Le blogue-notes de Claude Thayse
Tiré de la Constitution
française :
Art. 88. - La République peut conclure des accords avec des Etats qui désirent s'associer à elle pour développer leurs civilisations.
Même si cet article était destiné à l'origine aux pays qui, après avoir acquis l'indépendance, auraient souhaité conserver des liens étroits avec la France, il pourrait avoir une autre
interprétation...
Le débat était intéressant sur une autre chose. Je comprends la vue de l'historienne qui n'est d'ailleurs pas très différente de celle qu'a exposée Béatrice Delvaux dans "C'est dans l'air" il y a quelques mois face à Charles Platel signataire de De Warande. Mais pour moi, ce qui était le plus important, c'était le germanophone. C'est la 1ère fois qu'on avait droit à un avis germanophone dans un débat. Le débat a permis de répéter aussi tout ce qui sépare aujourd'hui les deux communautés et Bruxelles l'éternel problème qui empêche encore un peu l'éclatement du pays
Il faut quand même la replacer dans le contexte: il s'agit d'une émission (reportage et débat) destiné au départ pour les Allemands et les Français. Soit un peuple germanique et un peuple latin. Avec leurs sensibilités respectives comme en Belgique.

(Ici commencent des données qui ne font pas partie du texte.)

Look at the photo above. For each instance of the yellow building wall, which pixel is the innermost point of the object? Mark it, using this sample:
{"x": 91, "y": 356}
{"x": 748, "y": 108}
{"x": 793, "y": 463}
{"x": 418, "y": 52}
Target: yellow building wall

Si le reportage était un peu "nunuche", il faiasait quand même part de certaines vexations encourues par les Francophones.
Le débat volait bien plus haut.
Il est vrai que Kesteloot jouait le rôle de Madame "Je sais tout". Très Bruxelloise.
Quant aux autres, ils ont bien montré le clivage entre les communautés de Belgique. très bonnes analyses en général en ce qui me concerne.
Mais évidemment, toujours destinée aux pays voisins.
L'important est que l'on parle de la Belgique en Europe.
L'important est que la France constate que la minorité francophone qui peuple notre monarchie chiconnière subit la loi vexatoire du caniche flamand.
Mais en fait qui regarde Arte ? Sans doute une "élite". Les autres se seront branchés sur une autre chaîne. Dommage.
Quant à Fillon et Sarkozy, ce fut en effet une réaction crispée de personnes qui se sentent piégées et ne savent que répondre.
Mais était-ce l'endroit pour répondre ?
Et que répondre sans s'immiscer dans les affaires intérieures d'une nation voisine et amie et qui (malheureusement) existe encore ??
Ca évolue lentement je pense mais certes trop lentement pour les impatients dont je fais partie.
pour conforter vos dires et montrer que la République française a de tout en son sein,cette depeche sur la Polynesie française avec son statut très spécial,Polynésie ou cohabite des autonomistes et des independatistes(= CDV version molle et NVA version De Wever) en plus des partis plus classiques comme l'UMP !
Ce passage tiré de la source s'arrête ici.